Just go to a home improvement store and get some lexan or plexiglas and cut it to fit. Cutting it requires a special knife and a straight edge, or you can pay to have the store cut it for you. Glass stores tend to do a better job cutting it than do home improvement stores. The last time I bought plexiglas I got it at Lowe's Home Improvement and they cut it for free. The guy that did it must have spent 45 minutes cutting down a 4x8 sheet into the narrow strips I needed, but he didn't complain a bit. Lexan is thinner and more expensive than plexiglas, but very durable. I needed thicker material and getting it in Lexan would have been cost prohibitive.


----------



## wm_brant (Nov 21, 2004)

I would check the yellow pages for 'plastics - rod, tube, sheet, etc'. There you could get lengths of plastic -- any thickness available -- in lengths up to 8'. They typically cut it to order.
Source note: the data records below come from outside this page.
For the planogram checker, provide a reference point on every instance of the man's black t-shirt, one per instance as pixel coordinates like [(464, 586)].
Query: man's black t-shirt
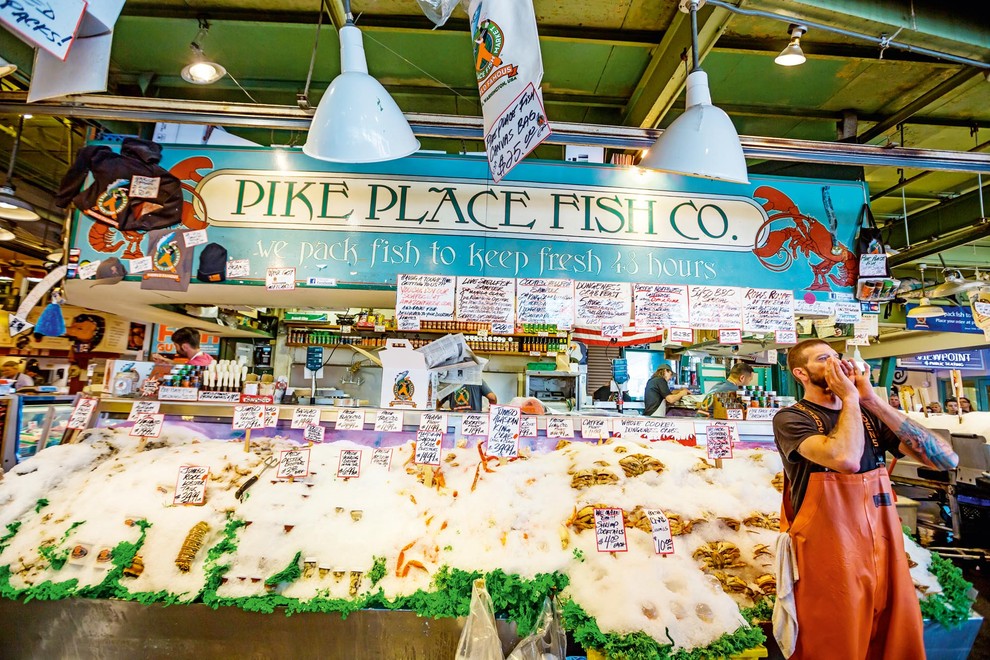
[(792, 426)]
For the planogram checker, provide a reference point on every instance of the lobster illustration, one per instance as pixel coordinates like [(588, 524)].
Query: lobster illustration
[(107, 239), (778, 247)]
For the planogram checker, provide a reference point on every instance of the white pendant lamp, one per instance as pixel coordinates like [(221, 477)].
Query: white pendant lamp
[(701, 142), (13, 207), (357, 121)]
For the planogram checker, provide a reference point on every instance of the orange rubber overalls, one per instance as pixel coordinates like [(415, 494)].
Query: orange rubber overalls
[(854, 595)]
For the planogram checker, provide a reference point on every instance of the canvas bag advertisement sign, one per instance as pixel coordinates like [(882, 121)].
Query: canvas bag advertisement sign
[(509, 69)]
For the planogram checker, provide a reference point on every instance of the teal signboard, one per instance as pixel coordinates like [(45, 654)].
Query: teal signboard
[(364, 224)]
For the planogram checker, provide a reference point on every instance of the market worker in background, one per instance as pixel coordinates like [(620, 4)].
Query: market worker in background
[(469, 398), (843, 586), (11, 370), (658, 393), (186, 342)]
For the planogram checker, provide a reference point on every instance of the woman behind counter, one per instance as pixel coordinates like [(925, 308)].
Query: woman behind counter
[(658, 391)]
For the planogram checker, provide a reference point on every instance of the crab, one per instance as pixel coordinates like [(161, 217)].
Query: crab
[(719, 554), (636, 464)]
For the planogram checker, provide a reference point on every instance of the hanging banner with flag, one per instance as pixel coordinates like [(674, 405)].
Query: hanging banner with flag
[(509, 67)]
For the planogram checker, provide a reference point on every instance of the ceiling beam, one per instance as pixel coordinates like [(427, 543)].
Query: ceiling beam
[(666, 73)]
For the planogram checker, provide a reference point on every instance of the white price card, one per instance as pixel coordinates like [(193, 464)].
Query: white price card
[(388, 421), (195, 237), (280, 279), (350, 420), (663, 540), (503, 436), (474, 424), (83, 410), (428, 447), (139, 265), (303, 417), (433, 421), (190, 486), (349, 466), (314, 433), (595, 428), (148, 426), (560, 427), (238, 268), (718, 437), (610, 532), (382, 457), (143, 408), (293, 464), (248, 417)]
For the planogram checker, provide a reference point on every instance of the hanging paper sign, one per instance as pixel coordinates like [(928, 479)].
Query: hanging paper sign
[(293, 463), (139, 408), (595, 427), (148, 426), (425, 297), (81, 412), (314, 433), (303, 417), (610, 532), (600, 303), (271, 417), (195, 237), (503, 438), (238, 269), (730, 336), (139, 265), (388, 421), (486, 299), (714, 307), (474, 424), (718, 438), (660, 305), (349, 466), (280, 279), (545, 302), (248, 417), (190, 486), (663, 539), (768, 310), (428, 447), (785, 336), (350, 420), (433, 421), (382, 457)]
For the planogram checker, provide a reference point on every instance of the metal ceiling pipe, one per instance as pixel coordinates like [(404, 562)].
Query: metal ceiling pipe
[(961, 237), (881, 41)]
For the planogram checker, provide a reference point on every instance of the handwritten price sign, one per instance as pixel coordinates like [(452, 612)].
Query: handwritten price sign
[(293, 463), (190, 487), (610, 532)]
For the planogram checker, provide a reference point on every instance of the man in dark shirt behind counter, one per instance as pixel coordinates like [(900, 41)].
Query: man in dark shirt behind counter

Looking at Yellowpages.com for your town, you might try Konrady Plastics, Inc 1780 Coppes Ct Portage, IN 46368. If they don't have it, they could steer you to who would, or you could just try other companies listed. Here's a link to the search I used:

Portage IN Plastics Shops

-- Bill


----------



## blubyu (May 4, 2008)

brownie374, If you make one of our races (S.S.R.A.) I can give you a roll of clear PVC,you will just have to cut it down to the size (height) you need. Cuts really easy with a razor knife & straight edge. I might have some strips cut down by then as I am going to add alittle height to some areas on the track.


----------



## brownie374 (Nov 21, 2007)

where are you located I travel to races if they arent too far!


----------



## blubyu (May 4, 2008)

Sent you a PM.


----------